All Products
Search
Document Center

Elastic GPU Service:Use FastGPU SDK for Python

Last Updated:Oct 31, 2024

You can use FastGPU SDK for Python to integrate FastGPU into your AI training or inference scripts. This way, you can deploy and manage cloud resources in an efficient manner. This topic describes how to use FastGPU SDK for Python.

Prerequisites

  • Python 3.6 or later is installed on your client.

    Note

    You can use Cloud Shell of Alibaba Cloud, an Elastic Compute Service (ECS) instance, or an on-premises machine as a client to install FastGPU and build AI computing tasks.

Prepare an environment

  1. Run the following command to install the FastGPU software package:

    pip3 install --force-reinstall https://ali-perseus-release.oss-cn-huhehaote.aliyuncs.com/fastgpu/fastgpu-1.1.5-py3-none-any.whl
  2. Run the following commands to configure environment variables.

    Before you configure environment variables, you must obtain the required information, such as the AccessKey pair of your Alibaba Cloud account, the default region, and the default zone, from your Cloud Shell, ECS instance, or on-premises machine. For more information, see Regions and Zones.

    export ALIYUN_ACCESS_KEY_ID=****          # The AccessKey ID.
    export ALIYUN_ACCESS_KEY_SECRET=****      # The AccessKey secret.
    export ALIYUN_DEFAULT_REGION=cn-hangzhou  # The ID of the region that you want to use.
    export ALIYUN_DEFAULT_ZONE=cn-hangzhou-i  # (Optional) The ID of the zone that you want to use.
  3. Run the following command to import the FastGPU module into the Python code:

    import fastgpu

Create or access instances

The fastgpu.make_job method automatically creates an instance cluster based on rules.
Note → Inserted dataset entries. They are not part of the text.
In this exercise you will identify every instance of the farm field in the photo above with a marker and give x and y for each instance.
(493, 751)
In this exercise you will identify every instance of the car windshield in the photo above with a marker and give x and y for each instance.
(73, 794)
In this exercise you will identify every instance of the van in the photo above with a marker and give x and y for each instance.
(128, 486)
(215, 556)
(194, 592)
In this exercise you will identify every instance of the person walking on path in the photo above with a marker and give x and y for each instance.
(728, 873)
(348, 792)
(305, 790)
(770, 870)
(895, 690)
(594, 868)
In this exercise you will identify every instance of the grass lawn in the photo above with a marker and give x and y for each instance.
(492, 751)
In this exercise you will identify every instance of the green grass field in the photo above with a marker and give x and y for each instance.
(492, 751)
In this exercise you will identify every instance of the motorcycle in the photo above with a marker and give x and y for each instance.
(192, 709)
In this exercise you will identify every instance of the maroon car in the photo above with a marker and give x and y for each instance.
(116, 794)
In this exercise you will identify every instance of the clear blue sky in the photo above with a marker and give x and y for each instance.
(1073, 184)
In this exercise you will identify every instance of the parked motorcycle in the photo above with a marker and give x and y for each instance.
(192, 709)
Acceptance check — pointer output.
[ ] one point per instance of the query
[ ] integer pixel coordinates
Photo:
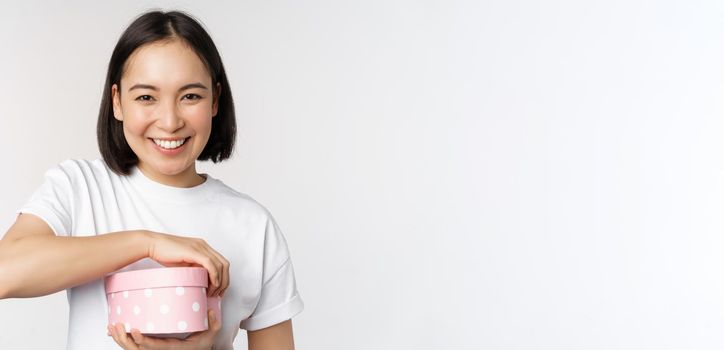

If the instance cluster already exists, the existing instance cluster is returned.

job = fastgpu.make_job(
    name: str="",             # (Required) The name of the instance cluster. 
    instance_type: str="",    # (Required) The instance type. 
    num_tasks: int=0,         # The number of instances that you want to create.
    install_script: str="",   # The initialization command.
    image_name: str="",       # The image name.
    image_type: str="",       # The image type.
    disk_size: int=500,       # The size of the data disk.
    spot: bool=False,         # Specifies whether to create preemptible instances.
    confirm_cost: bool=False, # Specifies whether to skip the consumption confirmation step.
    install_cuda: bool=False, # Specifies whether to automatically install a GPU driver.
    mount_nas: bool=False     # Specifies whether to automatically mount a File Storage NAS (NAS) file system.
)

The following table describes the parameters in the code.

Parameter

Required

Description

Sample configuration

name

Yes

The name of the instance cluster.

This parameter is empty by default. The default value indicates that instances are obtained from existing resources.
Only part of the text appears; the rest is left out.